'The recessionistas have some explaining to do'
Canada’s economy has shown “remarkable resilience” amidst a series of challenges this year, according to a leading economist, with new gross domestic product (GDP) figures showing the country has avoided a recession to date despite an economic contraction in Q3.
Derek Holt, vice president and head of capital market economics at Scotiabank, said Thursday’s report by Statistics Canada had proven Canada’s “recessionistas” wrong.
“The amazing thing is that despite about 500 [basis points] of rate hikes, wildfires, drought, strikes aplenty and inventory swings, Canada’s economy is proving to be remarkably resilient thus far,” said Holt.
“Overall, the amount of misinformation on Canada remains stunning. The economy is not in recession at least not to this point despite other claims to the contrary and we need to control for things beyond rate hike effects.”
Holt said the latest figures showed that the economy had performed better than previously expected in the second quarter and shrank in Q3 (although details were “better under the hood”), but was trending to post positive growth in the fourth quarter.
“The economy is not in recession as some folks across the street have been claiming.

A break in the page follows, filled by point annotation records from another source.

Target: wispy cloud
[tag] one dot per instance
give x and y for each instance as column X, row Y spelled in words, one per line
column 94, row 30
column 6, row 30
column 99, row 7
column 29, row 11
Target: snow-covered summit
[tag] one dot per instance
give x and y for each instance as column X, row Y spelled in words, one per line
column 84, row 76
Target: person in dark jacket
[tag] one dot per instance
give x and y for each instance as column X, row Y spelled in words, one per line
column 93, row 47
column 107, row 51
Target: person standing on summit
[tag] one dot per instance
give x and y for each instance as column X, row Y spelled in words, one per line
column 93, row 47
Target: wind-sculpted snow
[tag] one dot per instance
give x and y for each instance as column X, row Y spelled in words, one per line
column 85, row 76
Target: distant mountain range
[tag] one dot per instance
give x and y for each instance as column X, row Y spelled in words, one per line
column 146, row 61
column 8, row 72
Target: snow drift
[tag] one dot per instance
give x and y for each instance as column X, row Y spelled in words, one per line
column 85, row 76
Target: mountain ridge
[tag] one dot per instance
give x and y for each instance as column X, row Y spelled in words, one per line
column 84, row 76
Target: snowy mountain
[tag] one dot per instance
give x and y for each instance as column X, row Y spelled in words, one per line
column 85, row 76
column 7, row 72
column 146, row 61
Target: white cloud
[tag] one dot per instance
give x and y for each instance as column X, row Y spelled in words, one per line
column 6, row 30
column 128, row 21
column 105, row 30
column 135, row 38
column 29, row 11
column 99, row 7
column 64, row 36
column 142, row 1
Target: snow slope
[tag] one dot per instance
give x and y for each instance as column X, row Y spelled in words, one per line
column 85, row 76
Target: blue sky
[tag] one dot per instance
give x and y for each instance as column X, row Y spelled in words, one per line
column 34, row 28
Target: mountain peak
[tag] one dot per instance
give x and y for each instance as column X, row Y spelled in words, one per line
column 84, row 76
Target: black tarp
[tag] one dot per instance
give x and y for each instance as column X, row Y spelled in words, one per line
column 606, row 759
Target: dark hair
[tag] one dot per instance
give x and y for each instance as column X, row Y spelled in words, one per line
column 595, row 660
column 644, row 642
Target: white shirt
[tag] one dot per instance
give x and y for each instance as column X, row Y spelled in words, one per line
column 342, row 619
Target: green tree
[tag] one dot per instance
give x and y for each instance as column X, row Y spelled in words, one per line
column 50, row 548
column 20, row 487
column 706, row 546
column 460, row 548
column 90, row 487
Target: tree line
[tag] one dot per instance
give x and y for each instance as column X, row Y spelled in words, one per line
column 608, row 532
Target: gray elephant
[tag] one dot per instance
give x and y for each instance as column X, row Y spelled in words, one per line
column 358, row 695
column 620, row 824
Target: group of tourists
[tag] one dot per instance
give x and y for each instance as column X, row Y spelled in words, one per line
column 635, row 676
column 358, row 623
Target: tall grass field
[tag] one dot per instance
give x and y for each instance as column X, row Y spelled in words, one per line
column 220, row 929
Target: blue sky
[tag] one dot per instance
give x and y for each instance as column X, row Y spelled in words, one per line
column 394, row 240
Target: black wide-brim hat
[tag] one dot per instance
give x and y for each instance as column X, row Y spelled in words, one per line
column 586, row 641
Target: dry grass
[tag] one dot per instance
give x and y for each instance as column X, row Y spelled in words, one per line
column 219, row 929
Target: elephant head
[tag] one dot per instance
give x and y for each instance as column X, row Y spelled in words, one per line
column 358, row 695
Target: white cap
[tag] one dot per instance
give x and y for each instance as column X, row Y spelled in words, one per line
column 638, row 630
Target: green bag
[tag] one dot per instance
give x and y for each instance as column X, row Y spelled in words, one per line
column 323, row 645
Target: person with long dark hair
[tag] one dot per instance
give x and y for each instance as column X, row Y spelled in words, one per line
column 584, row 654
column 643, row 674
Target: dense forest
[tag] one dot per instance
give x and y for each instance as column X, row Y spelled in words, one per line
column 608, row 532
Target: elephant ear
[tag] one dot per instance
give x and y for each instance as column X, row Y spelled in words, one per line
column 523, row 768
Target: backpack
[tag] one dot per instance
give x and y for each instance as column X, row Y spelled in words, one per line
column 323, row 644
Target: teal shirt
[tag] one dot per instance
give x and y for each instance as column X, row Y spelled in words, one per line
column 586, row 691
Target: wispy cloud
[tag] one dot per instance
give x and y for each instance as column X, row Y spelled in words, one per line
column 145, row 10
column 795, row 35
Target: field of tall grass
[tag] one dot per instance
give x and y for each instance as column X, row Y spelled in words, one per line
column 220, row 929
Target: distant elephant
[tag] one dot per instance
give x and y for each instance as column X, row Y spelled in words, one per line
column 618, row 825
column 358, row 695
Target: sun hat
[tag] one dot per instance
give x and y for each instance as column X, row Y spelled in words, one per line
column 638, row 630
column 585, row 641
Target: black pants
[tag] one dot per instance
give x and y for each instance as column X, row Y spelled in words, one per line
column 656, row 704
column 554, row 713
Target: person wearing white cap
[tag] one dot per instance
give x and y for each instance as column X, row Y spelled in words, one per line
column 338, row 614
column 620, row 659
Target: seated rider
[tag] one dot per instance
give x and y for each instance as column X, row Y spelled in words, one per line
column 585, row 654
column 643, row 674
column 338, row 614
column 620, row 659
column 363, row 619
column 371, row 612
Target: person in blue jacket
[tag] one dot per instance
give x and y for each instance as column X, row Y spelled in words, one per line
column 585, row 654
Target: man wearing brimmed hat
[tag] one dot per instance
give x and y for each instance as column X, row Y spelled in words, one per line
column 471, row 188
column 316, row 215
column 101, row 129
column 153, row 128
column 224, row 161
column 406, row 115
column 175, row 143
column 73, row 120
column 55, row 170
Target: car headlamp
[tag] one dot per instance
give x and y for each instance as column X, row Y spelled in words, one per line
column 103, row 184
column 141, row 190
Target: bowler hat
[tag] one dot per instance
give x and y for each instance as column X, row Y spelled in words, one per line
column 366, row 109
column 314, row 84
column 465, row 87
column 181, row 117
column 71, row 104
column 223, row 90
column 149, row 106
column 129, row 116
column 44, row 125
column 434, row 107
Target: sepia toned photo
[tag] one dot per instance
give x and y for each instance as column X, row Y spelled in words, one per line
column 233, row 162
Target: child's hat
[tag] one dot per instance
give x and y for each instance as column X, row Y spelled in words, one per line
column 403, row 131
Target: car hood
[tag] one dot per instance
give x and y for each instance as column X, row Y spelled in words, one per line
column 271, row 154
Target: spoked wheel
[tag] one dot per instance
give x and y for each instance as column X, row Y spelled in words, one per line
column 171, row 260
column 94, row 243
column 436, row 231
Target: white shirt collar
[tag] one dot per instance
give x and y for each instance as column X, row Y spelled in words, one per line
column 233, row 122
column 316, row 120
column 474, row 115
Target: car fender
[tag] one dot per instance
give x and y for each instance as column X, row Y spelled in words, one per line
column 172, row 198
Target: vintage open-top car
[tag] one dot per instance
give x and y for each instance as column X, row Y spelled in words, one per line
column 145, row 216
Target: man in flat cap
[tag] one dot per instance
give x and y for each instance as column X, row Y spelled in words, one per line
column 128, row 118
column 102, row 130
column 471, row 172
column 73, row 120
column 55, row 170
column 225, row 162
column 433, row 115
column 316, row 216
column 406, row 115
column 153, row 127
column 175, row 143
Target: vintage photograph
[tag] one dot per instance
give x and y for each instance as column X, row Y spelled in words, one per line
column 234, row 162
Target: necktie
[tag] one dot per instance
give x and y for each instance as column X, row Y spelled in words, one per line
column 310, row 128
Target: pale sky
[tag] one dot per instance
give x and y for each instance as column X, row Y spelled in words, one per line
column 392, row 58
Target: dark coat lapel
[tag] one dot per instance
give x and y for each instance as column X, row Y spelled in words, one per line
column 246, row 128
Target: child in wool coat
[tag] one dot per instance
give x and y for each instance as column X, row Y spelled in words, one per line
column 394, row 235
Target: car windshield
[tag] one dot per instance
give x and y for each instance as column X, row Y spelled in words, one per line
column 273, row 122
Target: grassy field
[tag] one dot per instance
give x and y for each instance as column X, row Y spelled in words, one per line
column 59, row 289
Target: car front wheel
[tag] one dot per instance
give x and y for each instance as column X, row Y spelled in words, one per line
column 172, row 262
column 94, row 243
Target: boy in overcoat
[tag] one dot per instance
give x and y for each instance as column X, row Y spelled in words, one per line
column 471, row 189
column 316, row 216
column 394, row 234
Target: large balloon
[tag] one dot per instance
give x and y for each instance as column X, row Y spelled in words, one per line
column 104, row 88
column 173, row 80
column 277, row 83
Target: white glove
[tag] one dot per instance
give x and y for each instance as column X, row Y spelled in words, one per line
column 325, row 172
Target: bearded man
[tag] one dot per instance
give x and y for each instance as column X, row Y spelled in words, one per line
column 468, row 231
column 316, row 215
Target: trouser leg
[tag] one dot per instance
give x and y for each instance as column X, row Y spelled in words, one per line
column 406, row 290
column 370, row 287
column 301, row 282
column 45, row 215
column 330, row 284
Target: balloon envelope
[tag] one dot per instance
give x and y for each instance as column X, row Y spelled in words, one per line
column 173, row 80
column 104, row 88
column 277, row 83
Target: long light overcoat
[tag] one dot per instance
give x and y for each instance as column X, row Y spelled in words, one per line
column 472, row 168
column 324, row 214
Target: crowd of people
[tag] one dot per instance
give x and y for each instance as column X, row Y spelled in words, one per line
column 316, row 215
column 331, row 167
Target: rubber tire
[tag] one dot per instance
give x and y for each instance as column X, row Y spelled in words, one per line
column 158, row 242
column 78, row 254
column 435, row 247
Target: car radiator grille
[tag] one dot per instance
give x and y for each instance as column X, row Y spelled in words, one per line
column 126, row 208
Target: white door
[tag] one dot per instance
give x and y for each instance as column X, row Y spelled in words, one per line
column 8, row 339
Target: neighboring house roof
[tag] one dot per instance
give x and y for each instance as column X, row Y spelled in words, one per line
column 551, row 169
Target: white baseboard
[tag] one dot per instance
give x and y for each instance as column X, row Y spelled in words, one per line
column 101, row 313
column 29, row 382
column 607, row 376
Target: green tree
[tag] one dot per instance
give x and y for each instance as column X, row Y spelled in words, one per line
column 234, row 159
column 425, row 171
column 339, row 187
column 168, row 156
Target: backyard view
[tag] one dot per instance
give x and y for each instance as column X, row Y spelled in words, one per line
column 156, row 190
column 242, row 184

The recessionistas have some explaining to do, and the Bank of Canada won’t see enough in here to guide easing any time soon,” said Holt.
An economy in better shape than expected
While the GDP saw an unexpected contraction in Q3 by 1.1% q/q SAAR, Holt said the composition of the weakness pointed to better details. Housing, government spending, and private consumption all contributed to the growth. While inventories have dragged a percentage point away from growth, Holt said that careful inventory management was not necessarily a negative occurrence.
“It’s actually prudent of companies such that if the economy disappoints, they won’t have as much inventory to store and finance as they would have otherwise, but if the economy is resilient then perhaps, they’ll have to re-stock,” said Holt.
The contraction in Q3 was mainly because of the upward revision in the growth during Q2 which was currently at +1.4% q/q SAAR. This upward revision was caused by revisions to exports and inventories which consequently caused a higher jumping off point that made it hard to post expected growth in Q3.
Holt also said that the final domestic demand continued its growth as it was up by 1.3% q/q SAAR in Q3 after it saw a 1.2% increase in the previous quarter.
“It is a cleaner barometer of domestic economic activity and I would expect the BoC to flag its continued growth as an offset to the GDP numbers in their statement next week,” said Holt.
“FDD is among the things I watch beneath GDP numbers for signs of a genuine downturn in the domestic economy and that’s not happening here,” he added.